2013 — 2018 · XactlyCorp

Built from zero. Designed for IPO scrutiny.

No digital demand function existed. Built the martech stack, attribution framework, ABM engine targeting 50+ Fortune 500 accounts, and the team (3 → 9). $80M+ influenced pipeline. 5x revenue growth, $25M to $125M ARR.

IPO · June 2015Vista Acquisition · $564M

2019 — 2023 · Sumo Logic

Scaled the engine. $280M+ pipeline through IPO and PE exit.

Global website, 15+ digital platforms, $4M+ P&L. Board reporting, 40+ experiment wins per year, competitive positioning against Splunk, AWS Marketplace GTM strategy. 80% organic traffic growth.

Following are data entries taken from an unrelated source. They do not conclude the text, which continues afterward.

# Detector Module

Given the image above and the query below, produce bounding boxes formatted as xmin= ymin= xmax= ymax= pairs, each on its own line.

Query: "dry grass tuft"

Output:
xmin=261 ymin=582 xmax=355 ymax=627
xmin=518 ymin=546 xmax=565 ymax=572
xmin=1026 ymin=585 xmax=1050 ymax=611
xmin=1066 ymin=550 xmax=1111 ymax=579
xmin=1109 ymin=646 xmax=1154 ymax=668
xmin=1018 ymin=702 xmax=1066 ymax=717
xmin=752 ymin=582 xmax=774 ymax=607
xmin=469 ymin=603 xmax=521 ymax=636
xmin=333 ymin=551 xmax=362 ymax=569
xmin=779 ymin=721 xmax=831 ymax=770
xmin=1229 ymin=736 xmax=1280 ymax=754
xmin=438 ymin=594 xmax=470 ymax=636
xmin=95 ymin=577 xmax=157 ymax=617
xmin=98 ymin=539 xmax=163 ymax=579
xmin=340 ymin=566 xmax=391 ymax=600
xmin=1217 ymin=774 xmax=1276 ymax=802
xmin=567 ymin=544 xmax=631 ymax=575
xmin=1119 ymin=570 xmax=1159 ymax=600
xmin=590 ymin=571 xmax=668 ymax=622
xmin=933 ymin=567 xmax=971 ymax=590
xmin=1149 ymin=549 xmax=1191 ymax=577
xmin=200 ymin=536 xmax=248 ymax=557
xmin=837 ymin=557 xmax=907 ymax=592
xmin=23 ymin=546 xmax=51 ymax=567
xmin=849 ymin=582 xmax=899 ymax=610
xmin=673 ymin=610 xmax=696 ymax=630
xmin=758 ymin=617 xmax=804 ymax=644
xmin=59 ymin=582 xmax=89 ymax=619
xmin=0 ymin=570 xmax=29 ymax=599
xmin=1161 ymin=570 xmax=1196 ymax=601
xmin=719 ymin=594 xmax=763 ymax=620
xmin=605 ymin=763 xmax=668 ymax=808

IPO · $2.2B · Sept 2020Francisco Partners · $1.7B

2023 — 2025 · SonarSource

Rebuilt for the next order of magnitude.

Conversion systems rebuilt for a $300M+ ARR developer platform across six regions. AI personalization, hybrid PLG/enterprise motion, systematic experimentation. 586% pipeline growth. 158% conversion improvement. Go-to-market model adopted company-wide.

$4.7B Valuation$412M Series G

What I'm Building

PlayHero: From Operating Pattern to Operating System

The consensus in GTM strategy is shifting: engineering is less about code, more about architecture. Knowing what to build matters more than how. PlayHero codifies the patterns from $100M+ in pipeline across three IPO cycles into an AI-powered GTM operating system. Built with Cursor, Vercel, and modern AI tooling. Working code, not a concept deck.

What It Demonstrates

Technical Fluency

Full-stack TypeScript, shadcn/ui, Tailwind, Vercel edge. Hands-on building, not managing from a distance.

What It Demonstrates

Systems Codification

Encoding operational knowledge into repeatable tooling: pipeline accountability, experiment design, ICP modeling.

What It Demonstrates

Judgment as Product

The difference between knowing the playbook and having run it across $8B+ in outcomes, then building software from that experience.

The Takeaway

The Systems Thinker's Case

The market says channel tactics are commoditized, AI compressed the advantage cycle to months, and the only durable moats are judgment, systems architecture, and patience.

My career is the proof case. Five-layer GTM systems built from scratch, scaled through IPOs and PE acquisitions, held accountable to revenue.

I don't execute playbooks. I design the systems that generate them.